Understanding HA

snootalope · Mar 11, 2009

Ok, I'm not a full blown VMI3 shop, yet. My understanding of HA seems to change by the day.

My understanding of it right now, is this: If I have three servers running in a VM cluster, and one of the nodes fails, the vm's running on that physical node stay in a locked state until they are "powered back on" on another node. By "powered back on" I mean the OS running inside that vm never went down, only the vm did. So say one of the vm's that went down with the node was a terminal server. When the vm "powers back on" on a new node (HA at work), the terminal server is restored to exactly the state it was in when the vm powered off on the failing node. All the open applications and the state of those applications is right where they were when the vm powered off.

Is this right? If not, would someone PLEASE help me understand this as I just don't think I can read anymore whitepapers and blogs..

snootalope · Mar 11, 2009

Sorry, probably should have mentioned that all three esx nodes are tied to an iSCSI san that holds the VMDK's.

ArizonaGeek · Mar 11, 2009

You are sort of correct. HA, DRS and Vmotion all work hand in hand. This assumes you are running your VMs on a SAN with physical servers attached via iSCSI or Fiber Channel. The physical server must be able to access and see each of the LUNs of the SAN.

VMotion is the technology that allows the movement of a virtual machine from one physical machine to another. Basically, it doesn't actually move the VMDK files but more the pointer to those files on your SAN by the physical server.

DRS or Distributed Resource Scheduler, monitors your VMs for spikes in CPU, bandwidth or memory and will balance your resources for you. So, for instance, you have two virtual database servers located on one physical server that is being hit pretty hard, DRS can say "Hey this server is being slammed but I have one (or more) that isn't doing anything, I am going to move one of the DB servers to that machine while it is spiking." And it will move it.

Well, it has different levels from it will constantly adjust to only alerting you to the fact that your cluster is unbalanced and asks what you want it to do. Whatever you have set up in the rules.

HA or High Availability works in conjunction with DRS but it looks for flat out failures. So if you have physical server that dies (hardware, memory, power supply etc) and flat turns itself off, HA will make sure your VMs will still be available. Usually, your users will only notice a slight glitch as DRS and HA figure out where to bring up the VM. It would take anywhere from 30 seconds to 5 minutes depending on the rules you set up. To even waiting for your interaction. This is where DRS and HA will give you problems if not set up correctly. Lets say you have 2 physical servers and you have 2 domain controllers set up as VMs and a rule in DRS that says those two machines should never be on the same physical server. Well if you lose a physical server HA will not bring up that domain controller because of the rules set in DRS.

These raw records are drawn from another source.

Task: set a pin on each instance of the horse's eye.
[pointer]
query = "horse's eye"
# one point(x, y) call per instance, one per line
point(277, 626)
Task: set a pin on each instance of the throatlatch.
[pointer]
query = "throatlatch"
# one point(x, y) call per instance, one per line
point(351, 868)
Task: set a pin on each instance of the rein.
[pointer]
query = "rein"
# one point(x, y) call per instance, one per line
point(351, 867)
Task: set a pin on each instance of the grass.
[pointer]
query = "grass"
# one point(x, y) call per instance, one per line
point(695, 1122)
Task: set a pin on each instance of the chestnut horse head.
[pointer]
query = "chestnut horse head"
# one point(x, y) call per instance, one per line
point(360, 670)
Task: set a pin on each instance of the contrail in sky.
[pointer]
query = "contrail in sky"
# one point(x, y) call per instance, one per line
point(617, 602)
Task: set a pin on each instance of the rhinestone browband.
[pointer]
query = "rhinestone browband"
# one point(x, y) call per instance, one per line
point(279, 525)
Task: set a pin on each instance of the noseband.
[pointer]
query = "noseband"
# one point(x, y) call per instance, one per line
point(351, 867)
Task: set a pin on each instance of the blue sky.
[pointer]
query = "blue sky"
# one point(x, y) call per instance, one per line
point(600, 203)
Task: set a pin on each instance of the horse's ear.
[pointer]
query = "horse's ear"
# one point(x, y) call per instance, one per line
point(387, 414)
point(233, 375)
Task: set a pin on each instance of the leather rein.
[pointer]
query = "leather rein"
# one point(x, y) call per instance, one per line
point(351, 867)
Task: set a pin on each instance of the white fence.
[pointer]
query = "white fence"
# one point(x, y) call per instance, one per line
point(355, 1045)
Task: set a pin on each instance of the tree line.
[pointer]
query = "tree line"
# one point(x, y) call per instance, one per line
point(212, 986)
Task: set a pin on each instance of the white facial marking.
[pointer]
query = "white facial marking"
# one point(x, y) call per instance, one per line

HA will only follow the rules set in DRS, so if a physical machine dies it will only bring up the machines it can based on those rules. I don't think ESX turns the virtual machines off unless it can't move the VM to another physical machine based on the rule. If nothing prevents the VM from starting on another physical machine it would bring up that VM in about a minute or two.

The short answer to your question is, yes when HA is activated the VM will come back up as it was previous to the failure. Your users will only notice a glitch of a minute or two while HA moves the pointer to the other machine and brings it online. The caveat to that is that it will come up based on the rules you set up in HA and DRS and the physical machine can handle the load.

I'm sure I gave you the War and Peace version of it but I think you'll kinda understand the answer is a bit more complicated than a yes or no. Or at least I hope that's what you got out of it.

Cheers
Rob

The answer is always "PEBKAC!

ArizonaGeek · Mar 11, 2009

As re-read my novel, I also forgot to bring up a point that HA can be set to ignore your DRS rules and bring up your VMs on a physical machine regardless of any constraints. Which then offers it's own pros and cons to that.

Cheers
Rob

The answer is always "PEBKAC!

nhidalgo · Mar 11, 2009

Let me add to what Rob said, Your vm's will boot up on another server if HA is set to monitor the heart beat of the vm's. They will act as if the power was pulled out of the machine like they were physical machines, the current state and any unsaved data will be lost. This also depends on the placement of your virtual center server. If that server is virutal and the host that server is on goes down, none of this will work. There is conflicting thoughts on making that server physical or virtual.

Nick

snootalope · Mar 12, 2009

Thank you both for chiming in. It all makes sense to me, yet there's a bit of conflict between your responses:

ArizonaGeek: "...the VM will come back up as it was previous to the failure"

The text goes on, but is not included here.